Tantadel

febrero 27, 2015

Los llamados chapulines

Los mexicanos, o al menos buena parte de ellos, estamos sorprendidos ante los políticos llamados chapulines y su escandalosa facilidad para saltar de un partido a otro. Los políticos exitosos ahora han tenido que pasar, para llegar a los altos cargos, por una multitud de organismos. El primero que me viene a la mente es Porfirio Muñoz Ledo, quien llegó al extremo de formar parte de casi todos y que para cumplir sus objetivos destruyó a uno, al que solía denominar el Ferrocarril. Ahora, varios diarios han dado listas donde hacen recuentos de aquellos que van y vienen de partidos, sin importarles sus cargas ideológicas. Lo que les interesa es ocupar un alto cargo y seguir sus exitosas carreras de falta de ética. No dejemos de lado que antes el salto era de un PRI, sin orden ni concierto, incapaz de darles candidaturas a todos sus activistas. De allí pasaban al PRD y algunos al PAN. Ahora es igual, todos reciben desechos.

Algunos casos son alarmantes. El fenómeno zoológico, piensan investigadores serios: “debilita a la democracia”. La conclusión es correcta: no votar ni aceptar a personajes provenientes de otros institutos políticos. Y saberlo es muy sencillo: basta leer sus respectivos currículos. De otra manera estaremos contribuyendo al cinismo y la inmoralidad política.

Idea atractiva. Entre los tránsfugas está Zeferino Torreblanca, ex gobernador de Guerrero por el PRD y ahora competirá por el PAN para alcalde de Acapulco. La lista es larga y seguirá aumentando en un sistema perverso y complaciente. Ricardo Monreal fue priista, luego corrió al PRD y al PT y hoy va con el apoyo de Morena en pos de una delegación capitalina. José Ángel Córdova Villalobos, militante panista en el origen, ahora compite bajo los colores del PRI y el Verde. La lista es larga. Lo que llama principalmente la atención es que no hay ninguna razón ideológica, ninguna. Y que en la mayoría de los casos la llamada “izquierda” es el eje de los tránsfugas. Recordemos que Andrés Manuel López Obrador, Manuel Camacho y Marcelo Ebrard se formaron en el PRI. Manuel y Ebrard salieron del tricolor al no obtener para el primero la nominación presidencial. En sentido contrario, citemos un caso notable, Rosario Robles, viajó del PRD al PRI y nada mal le ha ido.
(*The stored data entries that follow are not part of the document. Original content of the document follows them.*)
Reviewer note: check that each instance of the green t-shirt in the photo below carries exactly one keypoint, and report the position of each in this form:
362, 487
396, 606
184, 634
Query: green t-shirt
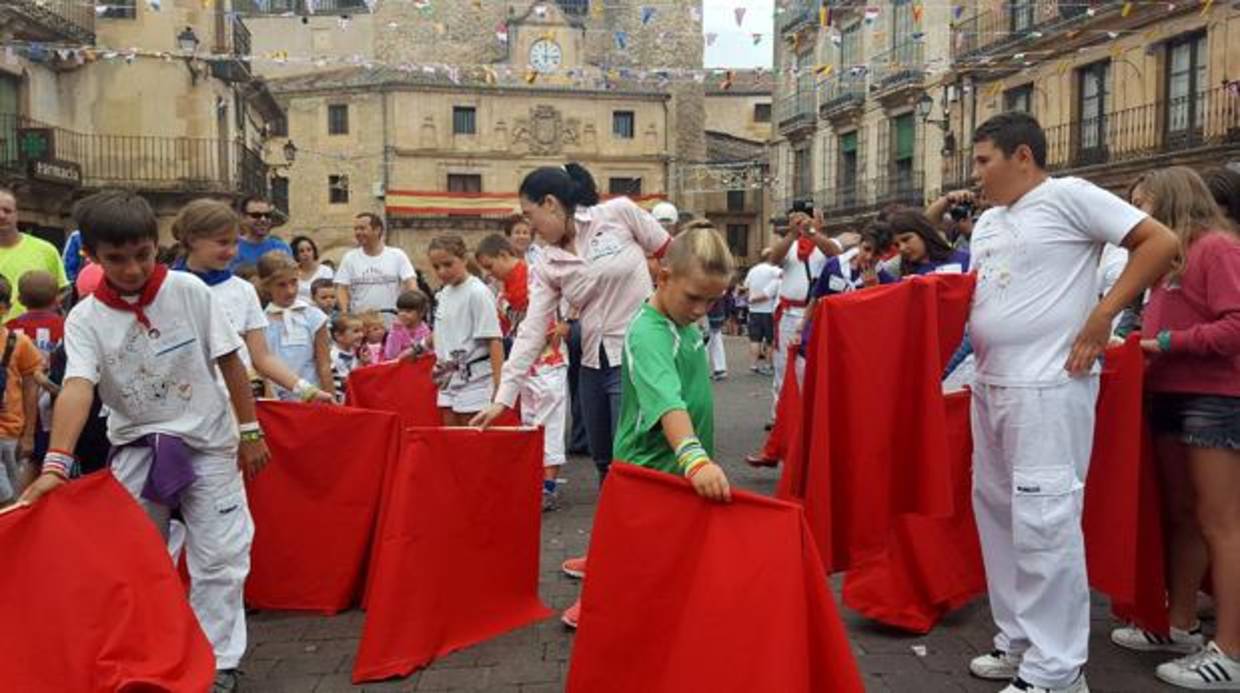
664, 368
30, 253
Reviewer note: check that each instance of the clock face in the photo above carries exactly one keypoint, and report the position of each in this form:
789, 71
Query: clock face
546, 55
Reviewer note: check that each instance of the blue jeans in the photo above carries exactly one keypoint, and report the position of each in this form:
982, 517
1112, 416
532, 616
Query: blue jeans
600, 408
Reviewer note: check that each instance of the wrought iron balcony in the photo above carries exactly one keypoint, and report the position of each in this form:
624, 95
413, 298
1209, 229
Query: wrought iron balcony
842, 93
146, 164
903, 66
71, 21
1011, 22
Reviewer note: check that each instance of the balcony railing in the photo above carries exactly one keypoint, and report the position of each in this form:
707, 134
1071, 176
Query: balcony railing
145, 163
797, 14
841, 93
1208, 120
1001, 26
48, 20
902, 66
299, 6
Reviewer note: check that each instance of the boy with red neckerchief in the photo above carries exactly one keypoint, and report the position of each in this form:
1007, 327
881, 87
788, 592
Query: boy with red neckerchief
151, 341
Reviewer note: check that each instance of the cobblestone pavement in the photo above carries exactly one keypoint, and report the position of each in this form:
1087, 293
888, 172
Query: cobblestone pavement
298, 652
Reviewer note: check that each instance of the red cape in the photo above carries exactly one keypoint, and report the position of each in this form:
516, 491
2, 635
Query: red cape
91, 601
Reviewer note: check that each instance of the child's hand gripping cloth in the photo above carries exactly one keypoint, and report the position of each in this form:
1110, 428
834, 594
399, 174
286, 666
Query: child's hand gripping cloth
685, 594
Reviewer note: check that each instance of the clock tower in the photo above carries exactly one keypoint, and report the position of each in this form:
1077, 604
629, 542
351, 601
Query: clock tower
547, 41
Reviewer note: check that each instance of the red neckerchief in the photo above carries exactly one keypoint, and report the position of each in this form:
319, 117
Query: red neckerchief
108, 295
804, 248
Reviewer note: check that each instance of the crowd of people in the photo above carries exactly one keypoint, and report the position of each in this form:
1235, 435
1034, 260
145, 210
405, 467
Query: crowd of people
598, 315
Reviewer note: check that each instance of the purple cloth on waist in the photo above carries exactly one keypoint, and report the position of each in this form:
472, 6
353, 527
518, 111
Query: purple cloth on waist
171, 467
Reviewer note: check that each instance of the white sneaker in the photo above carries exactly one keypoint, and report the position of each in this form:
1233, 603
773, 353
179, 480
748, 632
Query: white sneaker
1186, 642
996, 666
1021, 686
1208, 670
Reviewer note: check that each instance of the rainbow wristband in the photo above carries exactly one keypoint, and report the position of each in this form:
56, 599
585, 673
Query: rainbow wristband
691, 454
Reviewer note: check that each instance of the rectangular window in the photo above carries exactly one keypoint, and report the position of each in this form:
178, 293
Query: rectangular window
1019, 98
1091, 92
624, 124
738, 239
735, 201
280, 194
337, 190
1186, 86
624, 186
464, 120
464, 182
337, 119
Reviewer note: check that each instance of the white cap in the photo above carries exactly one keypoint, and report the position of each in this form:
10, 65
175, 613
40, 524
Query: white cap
666, 212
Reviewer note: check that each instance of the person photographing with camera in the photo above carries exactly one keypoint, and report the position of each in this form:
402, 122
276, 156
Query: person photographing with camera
962, 206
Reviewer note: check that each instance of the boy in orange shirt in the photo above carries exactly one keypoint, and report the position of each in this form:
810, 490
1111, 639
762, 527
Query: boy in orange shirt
19, 366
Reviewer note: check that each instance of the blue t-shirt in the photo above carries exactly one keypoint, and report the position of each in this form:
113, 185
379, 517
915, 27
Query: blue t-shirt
292, 339
248, 252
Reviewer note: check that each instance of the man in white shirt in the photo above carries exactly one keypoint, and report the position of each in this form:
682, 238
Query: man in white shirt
1038, 330
761, 288
372, 275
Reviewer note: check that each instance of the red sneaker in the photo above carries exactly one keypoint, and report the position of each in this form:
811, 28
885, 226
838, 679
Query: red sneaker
574, 568
572, 615
758, 460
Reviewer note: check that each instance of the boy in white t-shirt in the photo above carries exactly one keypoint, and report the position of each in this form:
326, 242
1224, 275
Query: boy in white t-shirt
372, 275
153, 341
1038, 330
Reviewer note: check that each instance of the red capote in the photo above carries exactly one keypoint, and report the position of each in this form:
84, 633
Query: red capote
1124, 513
933, 565
91, 601
315, 503
402, 387
876, 428
685, 594
456, 552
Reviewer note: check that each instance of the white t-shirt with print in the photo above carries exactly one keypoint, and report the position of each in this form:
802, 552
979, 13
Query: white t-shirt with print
465, 316
239, 303
1037, 278
158, 382
375, 282
763, 279
795, 284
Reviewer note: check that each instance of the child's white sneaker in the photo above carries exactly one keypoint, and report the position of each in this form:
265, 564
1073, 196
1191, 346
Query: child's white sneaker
1021, 686
996, 665
1208, 670
1184, 642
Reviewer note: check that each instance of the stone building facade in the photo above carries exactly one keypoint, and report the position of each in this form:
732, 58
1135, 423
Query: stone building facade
445, 119
153, 117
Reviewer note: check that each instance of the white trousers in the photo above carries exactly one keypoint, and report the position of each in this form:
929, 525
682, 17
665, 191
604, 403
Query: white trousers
786, 330
218, 533
544, 403
1031, 456
718, 357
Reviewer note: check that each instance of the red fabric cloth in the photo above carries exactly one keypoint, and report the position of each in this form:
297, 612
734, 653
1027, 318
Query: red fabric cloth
406, 388
314, 507
108, 295
878, 445
91, 601
401, 387
933, 565
685, 594
456, 551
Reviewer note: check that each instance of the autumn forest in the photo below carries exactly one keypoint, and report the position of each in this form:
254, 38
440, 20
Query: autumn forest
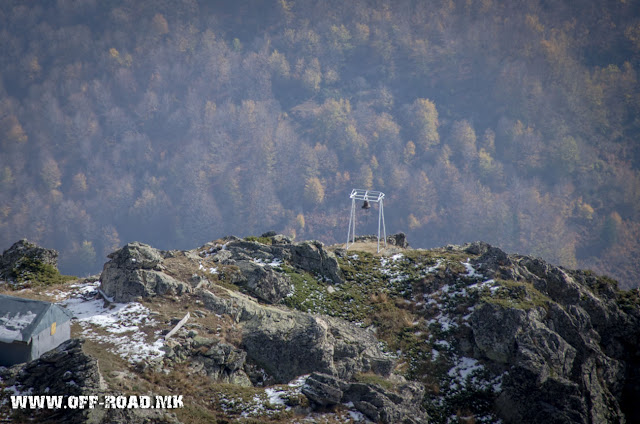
178, 122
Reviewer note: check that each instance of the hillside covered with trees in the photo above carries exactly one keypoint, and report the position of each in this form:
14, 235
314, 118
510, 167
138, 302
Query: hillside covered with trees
177, 122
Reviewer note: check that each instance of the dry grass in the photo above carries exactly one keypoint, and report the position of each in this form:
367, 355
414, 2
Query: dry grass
370, 247
45, 293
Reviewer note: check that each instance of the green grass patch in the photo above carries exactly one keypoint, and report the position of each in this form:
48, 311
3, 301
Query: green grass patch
629, 300
33, 273
513, 294
370, 378
263, 240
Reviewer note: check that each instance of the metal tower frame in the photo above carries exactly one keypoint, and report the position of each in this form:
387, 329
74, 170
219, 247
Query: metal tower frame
369, 196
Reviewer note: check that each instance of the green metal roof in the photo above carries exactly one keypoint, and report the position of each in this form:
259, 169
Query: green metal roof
21, 319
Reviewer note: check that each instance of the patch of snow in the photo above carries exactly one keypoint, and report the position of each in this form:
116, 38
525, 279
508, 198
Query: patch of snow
299, 382
120, 324
434, 267
11, 325
471, 272
276, 262
273, 395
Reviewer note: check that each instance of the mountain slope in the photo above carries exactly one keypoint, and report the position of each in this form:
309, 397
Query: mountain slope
280, 331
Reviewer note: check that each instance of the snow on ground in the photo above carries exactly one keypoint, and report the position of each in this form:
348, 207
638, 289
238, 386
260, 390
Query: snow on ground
434, 267
276, 262
209, 270
471, 272
118, 324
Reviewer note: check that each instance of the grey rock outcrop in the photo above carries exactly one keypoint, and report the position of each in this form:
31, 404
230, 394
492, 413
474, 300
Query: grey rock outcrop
262, 281
565, 359
12, 258
135, 271
290, 343
68, 371
398, 240
308, 256
382, 405
218, 360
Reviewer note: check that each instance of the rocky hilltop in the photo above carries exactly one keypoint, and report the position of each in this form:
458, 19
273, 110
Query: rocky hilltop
279, 331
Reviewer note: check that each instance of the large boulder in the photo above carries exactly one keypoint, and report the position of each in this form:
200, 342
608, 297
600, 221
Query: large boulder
566, 357
262, 281
135, 271
288, 344
220, 361
310, 256
68, 371
395, 403
20, 258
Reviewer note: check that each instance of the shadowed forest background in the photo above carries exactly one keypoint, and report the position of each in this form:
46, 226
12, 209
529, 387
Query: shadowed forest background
177, 122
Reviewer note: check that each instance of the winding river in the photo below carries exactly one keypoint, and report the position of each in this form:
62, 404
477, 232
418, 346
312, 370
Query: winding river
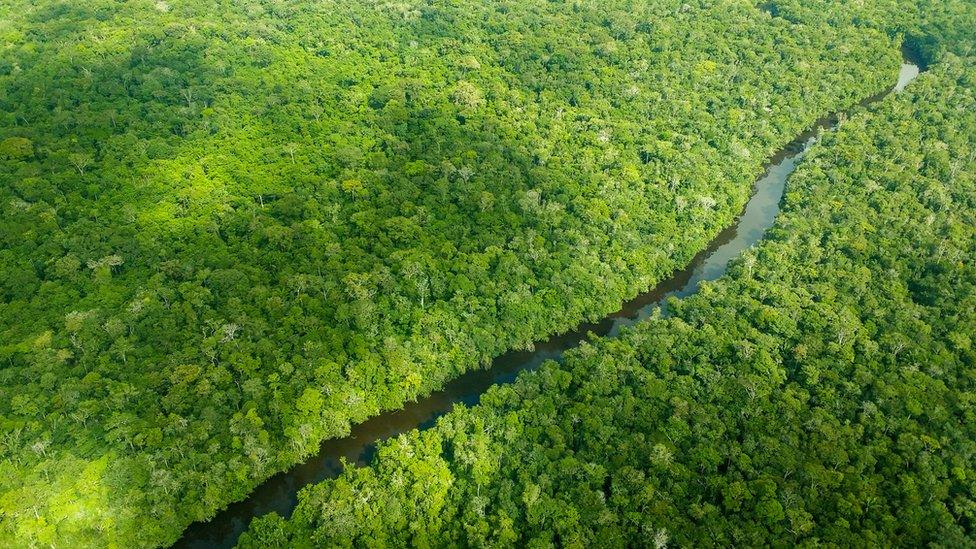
280, 492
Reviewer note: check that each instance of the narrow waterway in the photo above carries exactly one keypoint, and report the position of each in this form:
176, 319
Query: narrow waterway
280, 492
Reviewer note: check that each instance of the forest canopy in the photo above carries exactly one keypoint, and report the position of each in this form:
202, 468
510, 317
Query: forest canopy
228, 230
821, 393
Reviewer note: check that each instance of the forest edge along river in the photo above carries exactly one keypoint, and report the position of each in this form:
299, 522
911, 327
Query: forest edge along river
280, 492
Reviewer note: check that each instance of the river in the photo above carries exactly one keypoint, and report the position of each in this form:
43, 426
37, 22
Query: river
280, 492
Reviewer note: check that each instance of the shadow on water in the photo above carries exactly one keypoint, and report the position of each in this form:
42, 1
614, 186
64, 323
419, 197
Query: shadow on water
280, 492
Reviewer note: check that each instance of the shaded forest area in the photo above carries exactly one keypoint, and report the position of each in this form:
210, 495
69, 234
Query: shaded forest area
230, 230
821, 393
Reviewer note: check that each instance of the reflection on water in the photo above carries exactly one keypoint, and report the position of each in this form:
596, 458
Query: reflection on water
280, 492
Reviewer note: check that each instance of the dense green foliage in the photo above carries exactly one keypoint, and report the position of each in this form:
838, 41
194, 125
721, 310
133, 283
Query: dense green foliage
227, 230
821, 393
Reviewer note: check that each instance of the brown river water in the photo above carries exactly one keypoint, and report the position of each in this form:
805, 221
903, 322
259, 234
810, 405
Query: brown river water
280, 492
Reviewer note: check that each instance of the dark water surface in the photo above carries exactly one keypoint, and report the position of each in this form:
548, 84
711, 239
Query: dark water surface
280, 492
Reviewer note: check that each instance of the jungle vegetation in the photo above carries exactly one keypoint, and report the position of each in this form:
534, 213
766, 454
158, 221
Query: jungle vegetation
228, 230
821, 393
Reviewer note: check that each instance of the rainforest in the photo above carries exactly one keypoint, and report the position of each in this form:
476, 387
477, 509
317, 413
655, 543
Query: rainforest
533, 273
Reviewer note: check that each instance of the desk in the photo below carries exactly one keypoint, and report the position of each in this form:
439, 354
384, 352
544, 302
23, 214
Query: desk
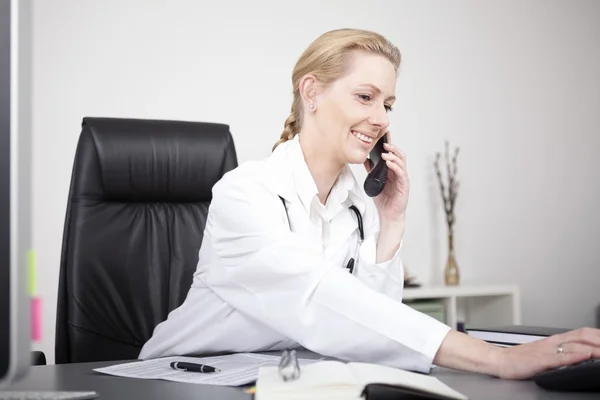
82, 377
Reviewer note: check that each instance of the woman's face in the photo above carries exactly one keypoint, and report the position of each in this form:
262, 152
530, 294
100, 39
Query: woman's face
352, 113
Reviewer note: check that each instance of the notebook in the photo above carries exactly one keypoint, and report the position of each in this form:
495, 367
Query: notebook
511, 335
336, 380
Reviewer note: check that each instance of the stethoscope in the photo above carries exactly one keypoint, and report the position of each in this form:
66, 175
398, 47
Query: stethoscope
353, 260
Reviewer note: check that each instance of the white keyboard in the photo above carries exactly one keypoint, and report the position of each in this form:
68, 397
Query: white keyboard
46, 395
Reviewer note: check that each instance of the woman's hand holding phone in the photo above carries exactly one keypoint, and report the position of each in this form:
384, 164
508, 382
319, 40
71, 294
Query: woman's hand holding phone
392, 202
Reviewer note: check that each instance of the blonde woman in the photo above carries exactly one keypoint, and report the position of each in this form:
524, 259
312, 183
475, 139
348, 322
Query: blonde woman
283, 262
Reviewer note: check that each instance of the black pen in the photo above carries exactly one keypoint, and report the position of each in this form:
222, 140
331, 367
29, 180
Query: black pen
191, 367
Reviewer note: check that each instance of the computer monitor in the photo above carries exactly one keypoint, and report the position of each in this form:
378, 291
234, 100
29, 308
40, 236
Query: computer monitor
15, 188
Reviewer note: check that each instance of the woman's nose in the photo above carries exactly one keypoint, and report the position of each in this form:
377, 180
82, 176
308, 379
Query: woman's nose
380, 117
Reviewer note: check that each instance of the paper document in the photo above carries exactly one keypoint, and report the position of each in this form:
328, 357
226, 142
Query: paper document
236, 369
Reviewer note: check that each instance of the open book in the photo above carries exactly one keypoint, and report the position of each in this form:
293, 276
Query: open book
335, 380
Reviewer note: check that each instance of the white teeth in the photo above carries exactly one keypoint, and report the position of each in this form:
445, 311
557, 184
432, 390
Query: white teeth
362, 137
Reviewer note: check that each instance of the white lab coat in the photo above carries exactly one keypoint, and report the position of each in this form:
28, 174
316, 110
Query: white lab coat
259, 286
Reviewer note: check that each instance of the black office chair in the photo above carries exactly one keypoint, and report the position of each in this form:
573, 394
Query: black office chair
136, 212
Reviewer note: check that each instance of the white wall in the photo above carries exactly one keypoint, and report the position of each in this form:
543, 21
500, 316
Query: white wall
514, 83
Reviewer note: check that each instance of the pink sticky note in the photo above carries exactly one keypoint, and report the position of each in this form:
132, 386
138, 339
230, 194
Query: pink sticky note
36, 318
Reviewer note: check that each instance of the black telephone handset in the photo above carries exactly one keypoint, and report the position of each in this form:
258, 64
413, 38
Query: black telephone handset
378, 176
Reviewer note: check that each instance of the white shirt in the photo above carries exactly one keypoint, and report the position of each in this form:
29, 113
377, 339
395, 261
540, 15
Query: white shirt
260, 286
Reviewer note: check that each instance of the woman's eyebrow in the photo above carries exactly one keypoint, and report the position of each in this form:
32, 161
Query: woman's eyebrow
378, 91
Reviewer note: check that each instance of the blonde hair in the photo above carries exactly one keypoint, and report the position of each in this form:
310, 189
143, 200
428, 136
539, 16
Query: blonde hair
326, 58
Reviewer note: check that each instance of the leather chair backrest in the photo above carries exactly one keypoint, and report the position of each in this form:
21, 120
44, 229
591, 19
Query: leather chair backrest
136, 211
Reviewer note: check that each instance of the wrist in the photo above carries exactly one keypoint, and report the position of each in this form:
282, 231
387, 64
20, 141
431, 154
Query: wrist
395, 224
494, 361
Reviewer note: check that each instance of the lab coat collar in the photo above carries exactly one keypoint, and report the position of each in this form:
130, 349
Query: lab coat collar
293, 180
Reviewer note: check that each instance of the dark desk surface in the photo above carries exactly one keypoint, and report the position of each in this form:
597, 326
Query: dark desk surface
82, 377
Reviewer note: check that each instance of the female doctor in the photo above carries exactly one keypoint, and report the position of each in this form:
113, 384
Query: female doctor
296, 254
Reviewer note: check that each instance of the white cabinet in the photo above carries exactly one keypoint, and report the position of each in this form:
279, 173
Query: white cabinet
475, 305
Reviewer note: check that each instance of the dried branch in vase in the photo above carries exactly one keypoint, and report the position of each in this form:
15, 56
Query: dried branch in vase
449, 189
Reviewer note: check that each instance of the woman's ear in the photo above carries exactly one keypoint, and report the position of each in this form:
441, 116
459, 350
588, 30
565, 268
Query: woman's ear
308, 92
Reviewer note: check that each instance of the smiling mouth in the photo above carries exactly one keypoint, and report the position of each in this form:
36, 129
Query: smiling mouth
361, 137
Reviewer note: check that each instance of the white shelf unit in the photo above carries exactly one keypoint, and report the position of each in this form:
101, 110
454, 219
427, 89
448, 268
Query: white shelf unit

Hace unos días, apareció una nota periodística que de ser cierta es prueba de la inmoralidad más acabada: el gobernador de Puebla, Moreno Valle, quiere ser diputado suplente, buscando llevar a cabo una maniobra “audaz” para ser candidato presidencial por el PAN en 2018, su actual organismo, ya distante del padre político: el PRI. Ignoro exactamente qué pretende, por una razón: la política se ha hecho perversa. Su periodo como diputado suplente o titular, si va con un “Juanito”, concluye en el mismo momento en que termina su mandato como gobernador. ¿Estará mal de la cabeza, enfermo de poder o tiene cálculos sorprendentes que lo harán enfrentarse desde ahora al más audaz de los políticos actuales: López Obrador, el único que es candidato oficial o casi? Ahora, al contrario de la vieja fórmula de quien se mueve no sale en la foto, hay que moverse como loco para aparecer en la fotografía.

Este tipo de virajes políticos desorienta a la sociedad y sí daña a la democracia. Durante los años de la izquierda histórica, los cambios no eran tan dramáticos y la lucha estaba centrada en los debates ideológicos. Cierto, muchos comunistas se rindieron y terminaron en las filas del PRI o simplemente fueron engullidos por el sistema. Ahora no hay pretextos para cambiar de partido, únicamente prevalece la necesidad imperiosa de alcanzar un puesto cada vez más alto o al menos mantenerse dentro de la nómina oficial, donde hurtan y cometen atropellos de toda clase.

No estaría mal que se le pudiera poner un freno, incluso para evitar el ridículo panorama político que México le ofrece al mundo. No hay debate nacional, lo que discuten y buscan es una curul, una delegación, un estado qué gobernar y enriquecerse. Por fortuna, ya la sociedad reacciona y son millones los que están en contra de los partidos y sus prácticas, de tener “juanitos” o de votar por chapulines. Es sencillo ver la resistencia que en tal sentido comienza a manifestar el país en su conjunto. Lo que el país requiere son políticos honestos, con vocación definida y no simplemente los que aman el poder y los dineros oficiales.